63:勇者は少女をもてなす
オレ、
覆面の男がオレだと気付いていないようだが、気付かれたら、アウトだ。
悟られないようにいつでも転移できるよう魔素を集めつつ、出来るだけ自然に振る舞うように心掛けた。
以前、命令に逆らえず、彼女の兄、フレデリック・フランシスを襲撃したときのことを思い出す。
オレは、ゲーム内で<賢者>なんて呼ばれていた<サムド>の魔法や動きが再現できる。
この世界に送り込んだ女神の言葉を信じれば、大した攻撃力を持たなかったその<サムド>の攻撃力は・・・・この世界でトップクラスだという。
実際、ルナリア帝国の兵士や影(暗殺部隊)とも訓練したときに感じた手ごたえは、女神の言葉を証明していた。
・・・・にも関わらず、彼女の魔法、剣筋をオレは辛うじて回避出来ても、攻撃なんて当たる気がしない・・・・・そんなレベルの差を感じた。
さながら、VRMMOの理奈のキャラクターのような剣筋で・・・・・・とそこまで思考を巡らせてから頭をふる。
口元に苦笑がうかぶ。
この世界に召喚されてから、約4ヶ月・・・・つまり、彼女の理奈に4ヶ月も触れ合えていない・・・・。何でも理奈に結びつけてしまう自分があまりに滑稽で・・・・悲しくなる。
・・・・彼女に会えないのが滅茶苦茶辛い。
(早くこの世界に召喚された目的を果たさないと・・・・か)
道のりは長そうだった。
最初は理奈より精神的に年齢が上になれる可能性に心が躍ったが、ここにいすぎて、理奈に見向きもされない年齢になる可能性だってある。
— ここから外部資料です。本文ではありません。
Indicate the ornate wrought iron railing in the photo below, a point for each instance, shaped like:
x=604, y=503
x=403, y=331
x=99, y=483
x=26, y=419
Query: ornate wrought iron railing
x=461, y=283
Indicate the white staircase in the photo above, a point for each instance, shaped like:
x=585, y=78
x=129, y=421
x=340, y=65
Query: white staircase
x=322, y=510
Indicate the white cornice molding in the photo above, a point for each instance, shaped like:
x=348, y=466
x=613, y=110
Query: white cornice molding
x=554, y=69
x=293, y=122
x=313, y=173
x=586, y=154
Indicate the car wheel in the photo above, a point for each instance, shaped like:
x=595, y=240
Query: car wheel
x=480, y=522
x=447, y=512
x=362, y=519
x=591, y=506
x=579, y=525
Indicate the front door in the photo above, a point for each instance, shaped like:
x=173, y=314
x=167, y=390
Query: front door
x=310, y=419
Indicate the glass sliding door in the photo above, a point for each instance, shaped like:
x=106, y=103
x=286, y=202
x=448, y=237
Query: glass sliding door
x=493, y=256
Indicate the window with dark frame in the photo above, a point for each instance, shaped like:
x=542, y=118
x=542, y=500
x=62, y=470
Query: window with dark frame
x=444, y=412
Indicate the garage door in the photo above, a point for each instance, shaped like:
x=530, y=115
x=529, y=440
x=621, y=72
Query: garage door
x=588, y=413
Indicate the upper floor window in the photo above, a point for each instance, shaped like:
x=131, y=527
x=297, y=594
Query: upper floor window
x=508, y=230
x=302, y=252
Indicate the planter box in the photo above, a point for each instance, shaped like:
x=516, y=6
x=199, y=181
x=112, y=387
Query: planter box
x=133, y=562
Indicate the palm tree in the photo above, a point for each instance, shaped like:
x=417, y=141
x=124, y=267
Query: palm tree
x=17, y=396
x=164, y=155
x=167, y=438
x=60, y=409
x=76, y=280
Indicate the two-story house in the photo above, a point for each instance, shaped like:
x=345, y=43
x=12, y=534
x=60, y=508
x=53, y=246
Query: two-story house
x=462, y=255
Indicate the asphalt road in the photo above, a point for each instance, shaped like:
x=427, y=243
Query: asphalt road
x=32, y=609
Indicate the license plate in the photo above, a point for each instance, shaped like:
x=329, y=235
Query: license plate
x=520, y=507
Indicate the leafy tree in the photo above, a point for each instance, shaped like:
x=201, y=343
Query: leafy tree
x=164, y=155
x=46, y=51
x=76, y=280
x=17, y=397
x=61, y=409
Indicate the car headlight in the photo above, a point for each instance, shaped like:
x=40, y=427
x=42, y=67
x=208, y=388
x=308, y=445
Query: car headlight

最悪の可能性に寒気がして、オレは思わずここに召喚した女神、そしてルナリア帝国帝王に心の中で詰め寄った。
そんな悪感情を、ひっそりと息とともに吐きだしながら、対面式のソファに腰を掛けたレティシアにオレは飲み物を用意することにする。
「ジュースでいいかな?」
食器棚のほうに向かいながら、尋ねる。
まぁ、見た目は大人っぽいが、日本でいうと中学1、2年のガキだ。
とりあえず甘いものか・・・・と用意していると・・・・・
「いや、甘いのは好きじゃないんだ。お茶かコーヒーでお願いしたいんだが、あるかな?」
そうレティシアは言った。
偶然だろうが、そのセリフは、彼女・理奈がはじめてオレの一人暮らしの部屋に来た時と同じセリフで、動揺する。棚からコップが落としそうになる。
かろうじて床に落ちる前にコップを掴みなおしたオレは、思わず少女にもかかわらず、その時、理奈に返答した時と同じセリフを言ってしまった。
その時とは違う、演技したままの笑みを浮かべながら・・・・。
「・・・・ああ。コーヒーならあるよ。ブラックでいいかな?」
レティシアはこくんと可愛らしく頷く。
その様子にまた理奈が重なり、思わず、跳ねてしまった心臓をあえて無視して、オレは飲みやすいように少し冷ましたブラックコーヒーを置いた。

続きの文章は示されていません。